Bash - How to combine duplicate rows and sum the values of a csv file? [duplicate] - bash

I have a CSV file with a heading row and multiple data rows each with 11 data columns like this:
Order Date,Username,Order Number,No Resi,Quantity,Title,Update Date,Status,Price Per Item,Status Tracking,Alamat
05 Jun 2018,Mildred#email.com,205583995140400,,2,Gold,05 Jun 2018 – 10:01,In Process,Rp3.000.000,Done,Syahrul Address
05 Jun 2018,Mildred#email.com,205583995140400,,1,Gold,05 Jun 2018 – 10:01,In Process,Rp3.000.000,Done,Syahrul Address
05 Jun 2018,Martha#email.com,205486016644400,,2,Gold,05 Jun 2018 – 10:01,In Process,Rp3.000.000,Done,Faishal Address
05 Jun 2018,Martha#email.com,205486016644400,,2,Gold,05 Jun 2018 – 10:01,In Process,Rp3.000.000,Done,Faishal Address
05 Jun 2018,Misty#email.com,205588935534900,,2,Gold,05 Jun 2018 – 10:01,In Process,Rp3.000.000,Done,Rutwan Address
05 Jun 2018,Misty#email.com,205588935534900,,1,Gold,05 Jun 2018 – 10:01,In Process,Rp3.000.000,Done,Rutwan Address
I want to remove the duplicates in that file and sum the values in the Quantity data column. I want the result to be like this:
Order Date,Username,Order Number,No Resi,Quantity,Title,Update Date,Status,Price Per Item,Status Tracking,Alamat
05 Jun 2018,Mildred#email.com,205583995140400,,3,Gold,05 Jun 2018 – 10:01,In Process,Rp3.000.000,Done,Syahrul Address
05 Jun 2018,Martha#email.com,205486016644400,,4,Gold,05 Jun 2018 – 10:01,In Process,Rp3.000.000,Done,Faishal Address
05 Jun 2018,Misty#email.com,205588935534900,,3,Gold,05 Jun 2018 – 10:01,In Process,Rp3.000.000,Done,Rutwan Address
I want to sum only the values in the fifth data column Quantity while leaving the rest as it is. I have tried the solution in Sum duplicate row values with awk, but the answer there works only if the file has only two data columns. My CSV file has 11 data columns and so it doesn't work.
How to do it with awk?

awk to the rescue!
$ awk 'BEGIN{FS=OFS=","}
NR==1{print; next}
{q=$5; $5="~"; a[$0]+=q}
END {for(k in a) {sub("~",a[k],k); print k}}' file
Order Date,Username,Order Number,No Resi,Quantity,Title,Update Date,Status,Price Per Item,Status Tracking,Alamat
05 Jun 2018,Misty#email.com,205588935534900,,3,Gold,05 Jun 2018 - 10:01,In Process,Rp3.000.000,Done,Rutwan Address
05 Jun 2018,Martha#email.com,205486016644400,,4,Gold,05 Jun 2018 - 10:01,In Process,Rp3.000.000,Done,Faishal Address
05 Jun 2018,Mildred#email.com,205583995140400,,3,Gold,05 Jun 2018 - 10:01,In Process,Rp3.000.000,Done,Syahrul Address
note that the order of records are not guaranteed, but also doesn't require them to be sorted initially. To preserve the order there are multiple solutions...
Also, I use ~ as a placeholder. If your data includes this char you can replace with an unused one.
UPDATE
To preserve the order (based on first appearance of a row)
$ awk 'BEGIN{FS=OFS=","}
NR==1{print; next}
{q=$5;$5="~"; if(!($0 in a)) b[++c]=$0; a[$0]+=q}
END {for(k=1;k<=c;k++) {sub("~",a[b[k]],b[k]); print b[k]}}' file
keep a separate structure to mark the order of the rows and iterate over that data structure...

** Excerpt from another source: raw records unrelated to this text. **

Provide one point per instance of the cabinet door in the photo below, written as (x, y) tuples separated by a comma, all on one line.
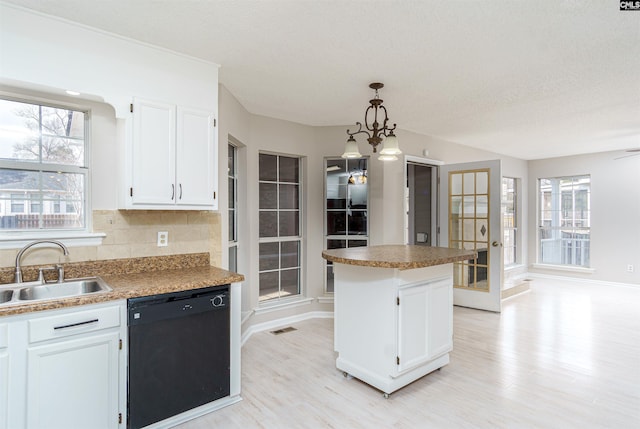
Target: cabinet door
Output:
[(74, 383), (153, 153), (196, 157), (413, 334)]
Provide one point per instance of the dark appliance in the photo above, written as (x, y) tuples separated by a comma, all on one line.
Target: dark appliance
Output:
[(179, 353)]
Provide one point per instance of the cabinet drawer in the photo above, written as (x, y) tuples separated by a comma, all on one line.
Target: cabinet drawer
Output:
[(4, 335), (77, 322)]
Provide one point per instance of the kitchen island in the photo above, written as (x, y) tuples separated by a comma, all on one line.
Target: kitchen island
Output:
[(393, 311)]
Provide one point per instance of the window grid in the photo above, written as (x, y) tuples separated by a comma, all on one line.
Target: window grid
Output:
[(346, 210), (510, 220), (43, 160)]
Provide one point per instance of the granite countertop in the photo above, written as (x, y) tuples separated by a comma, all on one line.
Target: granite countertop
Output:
[(134, 278), (398, 256)]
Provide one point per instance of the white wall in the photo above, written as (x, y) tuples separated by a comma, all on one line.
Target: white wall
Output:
[(615, 213)]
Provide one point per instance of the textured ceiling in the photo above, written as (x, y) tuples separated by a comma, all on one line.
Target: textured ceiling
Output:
[(530, 79)]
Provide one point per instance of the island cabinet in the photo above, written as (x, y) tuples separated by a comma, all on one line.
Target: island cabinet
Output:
[(172, 157), (393, 315)]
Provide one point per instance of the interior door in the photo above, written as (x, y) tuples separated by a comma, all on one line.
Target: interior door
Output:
[(470, 218)]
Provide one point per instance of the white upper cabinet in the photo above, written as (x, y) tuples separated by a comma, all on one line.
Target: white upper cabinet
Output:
[(173, 161)]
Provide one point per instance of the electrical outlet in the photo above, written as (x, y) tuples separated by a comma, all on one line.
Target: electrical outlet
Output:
[(163, 238)]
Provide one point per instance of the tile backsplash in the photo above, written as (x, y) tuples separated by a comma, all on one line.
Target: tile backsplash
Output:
[(134, 233)]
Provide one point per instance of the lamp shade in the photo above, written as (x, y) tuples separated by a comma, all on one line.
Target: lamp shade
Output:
[(351, 149), (390, 145)]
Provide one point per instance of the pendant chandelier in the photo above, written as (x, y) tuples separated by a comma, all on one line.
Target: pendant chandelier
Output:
[(376, 133)]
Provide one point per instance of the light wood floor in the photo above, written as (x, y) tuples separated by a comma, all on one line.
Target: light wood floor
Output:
[(564, 355)]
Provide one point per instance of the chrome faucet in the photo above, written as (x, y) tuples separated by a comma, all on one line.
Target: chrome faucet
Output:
[(18, 278)]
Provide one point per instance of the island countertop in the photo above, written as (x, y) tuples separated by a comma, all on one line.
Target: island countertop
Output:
[(398, 256)]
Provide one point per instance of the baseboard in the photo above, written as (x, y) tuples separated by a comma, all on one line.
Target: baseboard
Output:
[(515, 290), (278, 323)]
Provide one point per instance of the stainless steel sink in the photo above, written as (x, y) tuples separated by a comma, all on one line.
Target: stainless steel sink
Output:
[(5, 296), (39, 292)]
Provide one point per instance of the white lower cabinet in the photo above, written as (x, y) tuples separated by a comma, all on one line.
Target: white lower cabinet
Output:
[(392, 326), (67, 368), (4, 376)]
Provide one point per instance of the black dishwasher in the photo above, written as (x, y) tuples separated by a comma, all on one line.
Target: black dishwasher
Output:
[(178, 353)]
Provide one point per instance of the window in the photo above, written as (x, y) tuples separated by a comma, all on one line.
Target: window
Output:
[(564, 220), (279, 230), (232, 169), (346, 207), (17, 203), (510, 219), (42, 161)]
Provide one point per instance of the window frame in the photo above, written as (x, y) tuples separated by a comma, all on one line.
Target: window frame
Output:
[(232, 213), (347, 237), (557, 210)]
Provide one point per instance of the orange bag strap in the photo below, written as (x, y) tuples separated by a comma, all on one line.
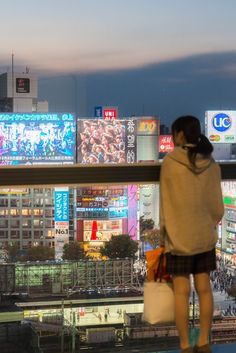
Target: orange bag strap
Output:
[(160, 268)]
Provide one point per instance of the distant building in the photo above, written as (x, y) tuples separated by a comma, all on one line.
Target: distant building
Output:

Taking direct adaption from Karafka's solution and adding some code in it a bit to get the lines in proper order(in which they are present in Input_file) as per OP's request.
awk -F, '
FNR==1{
print;
next}
{
val=$5;
$5="~";
a[$0]+=val
}
!b[$0]++{
c[++count]=$0}
END{
for(i=1;i<=count;i++){
sub("~",a[c[i]],c[i]);
print c[i]}
}' OFS=, Input_file
Explanation: Adding explanation to above code too now.
awk -F, ' ##Setting field separator as comma here.
FNR==1{ ##Checking condition if line number is 1 then do following.
print; ##Print the current line.
next} ##next will skip all further statements from here.
{
val=$5; ##Creating a variable named val whose value is 5th field of current line.
$5="~"; ##Setting value of 5th field as ~ here to keep all lines same(to create index for array a).
a[$0]+=val ##Creating an array named a whose index is current line and its value is variable val value.
}
!b[$0]++{ ##Checking if array b whose index is current line its value is NULL then do following.
c[++count]=$0} ##Creating an array named c whose index is variable count increasing value with 1 and value is current line.
END{ ##Starting END block of awk code here.
for(i=1;i<=count;i++){ ##Starting a for loop whose value starts from 1 to till value of count variable.
sub("~",a[c[i]],c[i]); ##Substituting ~ in value of array c(which is actually lines value) with value of SUMMED $5.
print c[i]} ##Printing newly value of array c where $5 is now replaced with its actual value.
}' OFS=, Input_file ##Setting OFS as comma here and mentioning Input_file name here too.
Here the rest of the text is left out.